Satria terdiam dan aku cepat mengendalikan suasana tegang ini. “Sat, aku duluan ya!” kataku sambil menarik tangan Lala.
“Kalau aku jadi kamu, aku gak akan mau lagi ngasih contekan tugas ke
cowok brengsek itu! Aku juga gak akan mau menemaninya membeli hadiah
untuk cewek yang telah merusak hubungan kalian! Aku juga gak akan mau
bersikap manis lagi sama mantan yang gak tahu terima kasih!” Lala
menggerutu kesal atas sikapku.
“Aku hanya ingin Satria bahagia, La. Aku baik-baik aja kok,”
“Iya, Satria bahagia! Tapi kamu menderita! Baik apa? Kamu nangis terus gitu, dibilang baik-baik aja?”

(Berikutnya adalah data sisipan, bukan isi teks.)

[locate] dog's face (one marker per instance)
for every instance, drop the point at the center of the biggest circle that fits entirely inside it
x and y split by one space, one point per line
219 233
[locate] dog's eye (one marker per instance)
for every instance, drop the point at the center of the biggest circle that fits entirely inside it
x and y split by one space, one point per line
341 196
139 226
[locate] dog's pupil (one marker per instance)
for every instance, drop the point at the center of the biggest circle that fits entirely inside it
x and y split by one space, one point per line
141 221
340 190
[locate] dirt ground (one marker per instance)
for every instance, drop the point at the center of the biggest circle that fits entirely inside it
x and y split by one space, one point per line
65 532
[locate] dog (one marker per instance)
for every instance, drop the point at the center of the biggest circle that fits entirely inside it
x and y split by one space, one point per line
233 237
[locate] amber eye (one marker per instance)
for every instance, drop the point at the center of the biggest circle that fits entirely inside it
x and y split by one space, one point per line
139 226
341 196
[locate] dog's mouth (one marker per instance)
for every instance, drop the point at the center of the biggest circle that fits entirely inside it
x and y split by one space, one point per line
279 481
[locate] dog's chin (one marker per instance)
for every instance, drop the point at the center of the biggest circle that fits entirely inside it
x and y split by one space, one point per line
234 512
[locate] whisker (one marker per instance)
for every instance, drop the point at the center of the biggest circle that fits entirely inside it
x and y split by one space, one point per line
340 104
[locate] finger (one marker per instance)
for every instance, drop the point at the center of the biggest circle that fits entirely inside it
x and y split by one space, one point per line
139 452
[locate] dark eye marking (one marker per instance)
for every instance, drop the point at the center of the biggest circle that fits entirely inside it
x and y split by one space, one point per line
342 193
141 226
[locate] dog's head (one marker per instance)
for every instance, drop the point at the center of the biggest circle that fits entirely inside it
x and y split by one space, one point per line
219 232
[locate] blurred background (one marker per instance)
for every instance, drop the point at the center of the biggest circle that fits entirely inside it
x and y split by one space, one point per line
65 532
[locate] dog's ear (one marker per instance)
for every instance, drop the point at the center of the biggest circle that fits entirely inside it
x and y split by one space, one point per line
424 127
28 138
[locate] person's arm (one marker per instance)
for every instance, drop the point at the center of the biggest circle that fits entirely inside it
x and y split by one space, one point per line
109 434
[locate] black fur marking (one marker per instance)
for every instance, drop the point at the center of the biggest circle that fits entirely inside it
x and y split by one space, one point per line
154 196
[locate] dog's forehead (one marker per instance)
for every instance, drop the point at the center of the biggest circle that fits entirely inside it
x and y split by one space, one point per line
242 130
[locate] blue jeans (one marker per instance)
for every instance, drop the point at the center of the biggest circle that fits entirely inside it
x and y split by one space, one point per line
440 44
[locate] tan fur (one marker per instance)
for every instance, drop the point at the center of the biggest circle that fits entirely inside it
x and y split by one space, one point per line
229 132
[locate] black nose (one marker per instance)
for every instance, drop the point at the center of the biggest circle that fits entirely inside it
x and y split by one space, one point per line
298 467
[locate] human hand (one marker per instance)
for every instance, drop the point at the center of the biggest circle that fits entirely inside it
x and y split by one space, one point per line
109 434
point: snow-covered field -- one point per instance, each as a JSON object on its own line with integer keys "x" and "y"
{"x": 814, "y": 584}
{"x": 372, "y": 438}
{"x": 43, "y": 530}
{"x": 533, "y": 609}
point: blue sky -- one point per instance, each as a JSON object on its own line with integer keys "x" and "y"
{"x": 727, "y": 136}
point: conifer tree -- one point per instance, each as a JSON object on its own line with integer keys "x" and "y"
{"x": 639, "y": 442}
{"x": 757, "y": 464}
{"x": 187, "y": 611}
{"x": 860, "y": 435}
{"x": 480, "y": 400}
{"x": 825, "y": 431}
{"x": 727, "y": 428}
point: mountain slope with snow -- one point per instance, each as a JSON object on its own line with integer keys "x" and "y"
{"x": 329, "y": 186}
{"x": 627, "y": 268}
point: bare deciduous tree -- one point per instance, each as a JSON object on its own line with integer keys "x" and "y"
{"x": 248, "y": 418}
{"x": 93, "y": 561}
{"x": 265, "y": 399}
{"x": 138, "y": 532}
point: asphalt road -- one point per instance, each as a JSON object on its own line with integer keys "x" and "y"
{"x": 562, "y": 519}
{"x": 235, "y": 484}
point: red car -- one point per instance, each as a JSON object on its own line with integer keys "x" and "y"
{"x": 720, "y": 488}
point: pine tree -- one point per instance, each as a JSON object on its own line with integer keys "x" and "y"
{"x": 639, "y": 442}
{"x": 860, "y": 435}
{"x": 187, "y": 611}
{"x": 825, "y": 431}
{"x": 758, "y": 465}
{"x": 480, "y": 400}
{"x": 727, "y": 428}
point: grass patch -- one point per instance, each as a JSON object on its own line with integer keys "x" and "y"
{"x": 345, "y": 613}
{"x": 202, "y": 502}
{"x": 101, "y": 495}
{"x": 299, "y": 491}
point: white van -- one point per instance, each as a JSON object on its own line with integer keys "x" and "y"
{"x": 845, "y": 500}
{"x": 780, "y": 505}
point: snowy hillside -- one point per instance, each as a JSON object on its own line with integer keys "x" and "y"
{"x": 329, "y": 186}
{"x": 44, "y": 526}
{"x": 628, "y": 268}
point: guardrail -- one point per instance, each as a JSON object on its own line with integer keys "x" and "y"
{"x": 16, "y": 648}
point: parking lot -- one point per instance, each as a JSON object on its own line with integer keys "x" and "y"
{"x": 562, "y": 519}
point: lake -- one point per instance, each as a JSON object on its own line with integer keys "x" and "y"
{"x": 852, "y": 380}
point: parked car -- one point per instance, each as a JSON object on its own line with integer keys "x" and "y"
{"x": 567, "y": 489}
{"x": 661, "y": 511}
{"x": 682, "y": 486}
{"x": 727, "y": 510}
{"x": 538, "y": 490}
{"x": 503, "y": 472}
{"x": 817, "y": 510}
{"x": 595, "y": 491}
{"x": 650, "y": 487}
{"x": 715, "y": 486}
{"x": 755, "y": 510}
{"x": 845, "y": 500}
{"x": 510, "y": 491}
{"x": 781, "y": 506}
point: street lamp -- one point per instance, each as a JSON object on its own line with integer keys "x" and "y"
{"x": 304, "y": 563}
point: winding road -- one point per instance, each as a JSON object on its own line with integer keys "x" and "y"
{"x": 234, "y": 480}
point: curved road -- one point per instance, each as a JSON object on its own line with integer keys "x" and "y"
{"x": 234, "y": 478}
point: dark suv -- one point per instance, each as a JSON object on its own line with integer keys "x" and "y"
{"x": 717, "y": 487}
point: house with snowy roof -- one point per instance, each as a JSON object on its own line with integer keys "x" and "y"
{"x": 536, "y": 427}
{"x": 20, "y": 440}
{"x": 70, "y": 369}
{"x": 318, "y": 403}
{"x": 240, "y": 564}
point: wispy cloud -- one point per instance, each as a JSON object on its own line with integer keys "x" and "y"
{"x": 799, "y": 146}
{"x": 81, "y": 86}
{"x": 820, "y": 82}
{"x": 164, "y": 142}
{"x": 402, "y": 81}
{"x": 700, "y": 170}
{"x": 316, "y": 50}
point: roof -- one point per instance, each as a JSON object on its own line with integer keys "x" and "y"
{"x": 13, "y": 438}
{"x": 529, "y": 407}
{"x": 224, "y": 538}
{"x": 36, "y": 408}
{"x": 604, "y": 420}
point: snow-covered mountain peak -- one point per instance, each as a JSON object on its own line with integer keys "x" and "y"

Aku memeluk Lala. Aku tahu dia begini karena dia menyayangiku. “La,
makasih ya! Tapi aku ngerasa baik-baik aja dengan semua ini. Lama
kelamaan aku pasti bisa menata hatiku. Tapi biarkan aku tetap bersikap
manis pada Satria dan Meisya ya. Aku gak ingin ngerusak hubungan
pertemanan hanya oleh cinta.”
Lala membalas pelukanku dan berkata pasrah, “Kalau kamu pengennya gitu,
ya udah. Tapi ingat, jangan dipaksain bila kamu emang gak sanggup. Dan
usahakan untuk membuka hati buat cinta yang baru ya, Say!”
Aku tersenyum bahagia karena masih memiliki sahabat terbaik seperti
Lala. Biarkan di saat ini, sebentuk hati di dalam tubuhku masih untuk
Satria. Aku yakin suatu saat nanti aku pasti bisa memberikan sebentuk
hatiku untuk nama yang baru, karena ’hidup akan terus berlanjut!’